Kolanovic writes that, in the case of bitcoin, “it is believed that an unknown person (or persons) known as ‘Satoshi Nakamoto’, before disappearing, mined the first 1-2 million coins, or ~10% of the coins that will ever exist ($4-8 billion current value). While initial mining requires a negligible effort, the benefits for subsequent participants start diminishing. Mining becomes progressively more difficult, and eventually unprofitable, marking the likely end of a scheme.”

Like a pyramid scheme, then, the values accrue up the chain while the losses flow down. Kolanovic says a possible workaround would be to just create a new coin, adding that, “This can work as long as there are enough willing and uninformed buyers.”

“Worse than tulip bulbs”

On Tuesday, Kolanovic’s boss Jamie Dimon — CEO of the Wall Street bank — said the bitcoin craze we’ve seen this year is “worse than tulip bulbs,” a reference to the tulip mania of the 1600s. Dimon added that, “if [JPMorgan] had a trader who traded bitcoin I’d fire them in a second. For two reasons: It’s against our rules, and they’re stupid.
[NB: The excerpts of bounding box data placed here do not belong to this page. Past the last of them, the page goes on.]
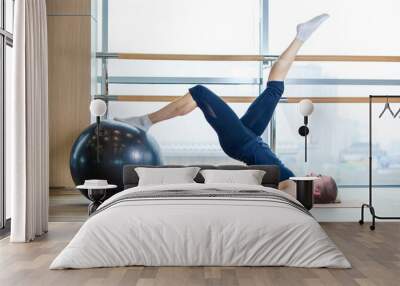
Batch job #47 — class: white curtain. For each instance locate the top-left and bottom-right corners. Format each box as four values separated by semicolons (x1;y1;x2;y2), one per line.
6;0;49;242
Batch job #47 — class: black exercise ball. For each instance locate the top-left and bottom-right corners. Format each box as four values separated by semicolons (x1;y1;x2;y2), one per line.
70;120;162;197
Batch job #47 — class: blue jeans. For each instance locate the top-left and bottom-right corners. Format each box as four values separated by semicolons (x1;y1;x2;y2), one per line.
189;81;294;181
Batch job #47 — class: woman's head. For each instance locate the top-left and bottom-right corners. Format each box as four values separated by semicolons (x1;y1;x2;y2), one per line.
310;173;338;204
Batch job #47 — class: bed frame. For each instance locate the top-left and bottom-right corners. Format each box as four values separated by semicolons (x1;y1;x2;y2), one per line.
123;165;280;189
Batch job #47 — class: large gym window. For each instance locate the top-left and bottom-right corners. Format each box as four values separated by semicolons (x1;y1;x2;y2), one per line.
97;0;400;186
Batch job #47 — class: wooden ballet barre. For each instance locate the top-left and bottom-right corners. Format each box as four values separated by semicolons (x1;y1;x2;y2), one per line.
95;95;400;103
96;53;400;62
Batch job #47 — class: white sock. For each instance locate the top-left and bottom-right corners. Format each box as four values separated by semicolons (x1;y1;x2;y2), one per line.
114;115;153;131
296;14;329;42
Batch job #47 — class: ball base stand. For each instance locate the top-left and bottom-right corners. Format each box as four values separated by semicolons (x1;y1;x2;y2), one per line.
88;189;106;216
358;204;400;230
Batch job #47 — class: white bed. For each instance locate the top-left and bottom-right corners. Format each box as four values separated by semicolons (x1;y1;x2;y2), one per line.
50;183;351;269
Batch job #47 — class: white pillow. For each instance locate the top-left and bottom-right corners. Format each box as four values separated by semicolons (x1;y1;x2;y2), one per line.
200;170;265;185
135;167;200;186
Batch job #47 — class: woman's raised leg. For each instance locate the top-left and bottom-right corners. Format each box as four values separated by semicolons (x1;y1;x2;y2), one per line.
240;14;329;136
114;93;197;131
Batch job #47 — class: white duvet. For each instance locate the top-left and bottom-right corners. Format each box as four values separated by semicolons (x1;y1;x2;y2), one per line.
50;184;351;269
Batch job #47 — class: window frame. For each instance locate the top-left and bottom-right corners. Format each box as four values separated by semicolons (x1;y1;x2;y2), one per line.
0;0;15;230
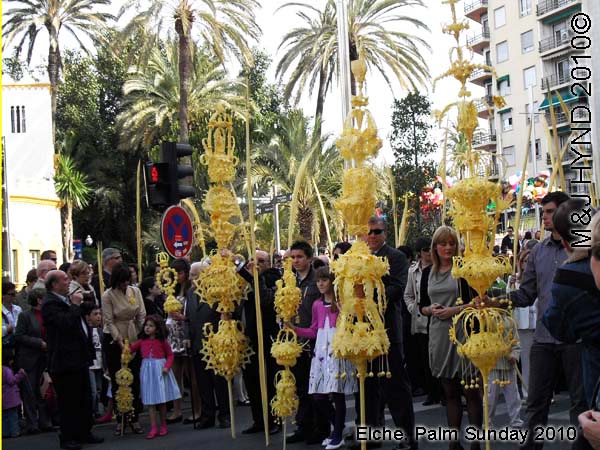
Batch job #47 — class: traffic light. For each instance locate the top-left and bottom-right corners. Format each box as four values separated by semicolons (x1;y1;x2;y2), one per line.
144;161;171;211
144;142;196;211
160;142;196;205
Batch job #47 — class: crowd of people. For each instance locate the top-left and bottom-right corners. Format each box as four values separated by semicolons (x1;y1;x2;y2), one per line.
2;192;600;450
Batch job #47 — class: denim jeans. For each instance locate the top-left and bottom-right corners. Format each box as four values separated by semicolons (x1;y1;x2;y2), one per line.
522;342;587;450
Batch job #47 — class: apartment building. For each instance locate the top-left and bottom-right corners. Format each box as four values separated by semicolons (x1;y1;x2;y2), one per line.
464;0;597;197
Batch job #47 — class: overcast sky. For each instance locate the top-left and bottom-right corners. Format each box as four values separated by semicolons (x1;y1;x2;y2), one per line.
2;0;482;163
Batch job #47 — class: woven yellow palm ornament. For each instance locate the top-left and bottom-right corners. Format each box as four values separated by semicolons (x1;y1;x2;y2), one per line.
200;103;239;183
331;241;390;377
275;258;302;322
271;369;299;422
440;0;515;450
156;252;183;314
201;320;254;381
193;253;245;313
115;339;133;429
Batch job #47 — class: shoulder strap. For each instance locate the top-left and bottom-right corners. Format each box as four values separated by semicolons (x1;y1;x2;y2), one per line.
554;268;598;294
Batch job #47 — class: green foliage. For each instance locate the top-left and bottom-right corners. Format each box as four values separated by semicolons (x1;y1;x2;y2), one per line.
390;93;438;244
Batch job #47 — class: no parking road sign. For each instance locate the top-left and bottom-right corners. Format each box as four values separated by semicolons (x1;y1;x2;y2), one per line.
160;206;194;258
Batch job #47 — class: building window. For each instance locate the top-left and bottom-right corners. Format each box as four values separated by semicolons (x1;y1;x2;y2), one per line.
521;30;534;53
494;6;506;28
10;106;26;133
29;250;40;269
502;145;515;166
498;79;510;97
523;66;537;89
500;111;512;131
10;250;19;283
496;41;508;63
525;102;540;125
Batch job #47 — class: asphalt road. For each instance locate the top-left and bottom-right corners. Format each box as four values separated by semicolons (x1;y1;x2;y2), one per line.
2;394;570;450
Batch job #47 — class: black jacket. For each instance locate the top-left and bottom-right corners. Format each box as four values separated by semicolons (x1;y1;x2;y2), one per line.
15;310;46;371
42;292;95;374
296;266;321;328
375;244;408;344
183;287;221;355
238;269;281;349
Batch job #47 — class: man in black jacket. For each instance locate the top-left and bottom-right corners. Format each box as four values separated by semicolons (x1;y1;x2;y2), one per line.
358;216;417;449
184;270;230;429
238;250;281;434
42;270;104;450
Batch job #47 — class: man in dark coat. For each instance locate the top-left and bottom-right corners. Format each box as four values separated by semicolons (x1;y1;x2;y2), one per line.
184;272;230;429
42;270;104;450
354;216;417;449
238;250;281;434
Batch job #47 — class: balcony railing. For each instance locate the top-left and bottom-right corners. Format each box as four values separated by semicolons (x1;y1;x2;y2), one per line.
537;0;581;16
469;69;492;80
542;69;588;91
540;31;573;53
473;132;496;146
465;0;488;14
546;108;588;125
467;30;490;47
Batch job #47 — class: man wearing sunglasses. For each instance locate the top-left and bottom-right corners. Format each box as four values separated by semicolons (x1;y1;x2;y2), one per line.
357;216;417;449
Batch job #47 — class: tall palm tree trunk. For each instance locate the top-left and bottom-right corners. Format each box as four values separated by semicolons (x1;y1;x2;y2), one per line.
313;66;327;139
47;25;61;154
175;27;191;144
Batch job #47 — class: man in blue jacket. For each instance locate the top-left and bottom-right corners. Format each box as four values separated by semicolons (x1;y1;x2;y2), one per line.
542;198;600;406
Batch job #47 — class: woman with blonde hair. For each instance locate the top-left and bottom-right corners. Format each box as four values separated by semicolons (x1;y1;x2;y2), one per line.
419;226;483;450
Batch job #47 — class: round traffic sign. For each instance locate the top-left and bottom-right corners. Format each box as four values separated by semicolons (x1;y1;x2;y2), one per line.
160;206;194;258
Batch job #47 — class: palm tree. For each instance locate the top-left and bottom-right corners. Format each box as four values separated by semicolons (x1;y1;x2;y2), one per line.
117;40;243;149
122;0;260;143
54;154;92;261
277;0;429;133
252;110;343;241
2;0;113;152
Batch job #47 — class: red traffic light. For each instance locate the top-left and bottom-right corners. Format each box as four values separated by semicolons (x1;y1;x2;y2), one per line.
150;165;158;183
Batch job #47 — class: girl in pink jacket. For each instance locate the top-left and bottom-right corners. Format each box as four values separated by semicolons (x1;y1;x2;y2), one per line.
295;267;357;450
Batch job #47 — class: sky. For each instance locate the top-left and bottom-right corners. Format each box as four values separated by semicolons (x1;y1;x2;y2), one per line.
3;0;482;164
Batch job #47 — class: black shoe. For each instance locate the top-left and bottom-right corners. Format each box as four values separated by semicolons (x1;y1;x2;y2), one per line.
60;441;81;450
183;416;200;425
198;417;215;430
167;415;183;423
285;430;304;444
242;423;264;434
84;433;104;444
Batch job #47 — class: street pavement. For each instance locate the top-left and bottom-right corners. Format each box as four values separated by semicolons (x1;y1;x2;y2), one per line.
2;394;570;450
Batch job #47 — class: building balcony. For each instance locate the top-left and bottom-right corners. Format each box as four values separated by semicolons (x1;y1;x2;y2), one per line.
475;95;494;119
467;30;490;55
536;0;581;20
539;30;578;58
473;131;496;150
542;69;588;91
465;0;488;22
469;69;492;86
546;108;588;128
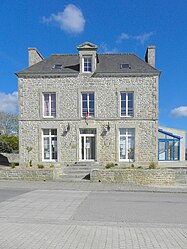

Both are dangerous.”

Critics of Dimon’s comments will note that Dimon both “doesn’t get” bitcoin and that, if bitcoin and related technologies are going to undermine the primacy of the modern banking system, he would of course dismiss it.

Elsewhere on Tuesday, Bank of America Merrill Lynch’s latest fund manager survey indicated that going long bitcoin is seen as the market’s most crowded trade right now.

Investment manager Patrick O’Shaughnessy also said Tuesday that after a presentation on value investing delivered to a room of investment industry pros, the first question was about bitcoin.

Betting on Bitcoin is Wall Street’s most crowded trade right now.

The technology that enables bitcoin

Now, those steeped in the cryptocurrency space will say that the price of bitcoin — currently down 6% on Tuesday to around $3,900 but still up about 300% this year alone — is not as relevant as the blockchain technology underwriting bitcoin.

A blockchain is a distributed, immutable ledger for recording data or executing smart contracts — effectively a set of characters unique to a transaction executed on the blockchain. And so the enthusiasm around bitcoin is largely an enthusiasm around our transactions moving to execution via blockchain rather than, say, through existing financial institutions.

And as Kolanovic writes, “Developments arounds distributed ledgers and the concept of digital currencies are fascinating from a technological point of view. It is likely that some of these technologies will become very valuable.”

Bitcoin just might not be the thing that matters.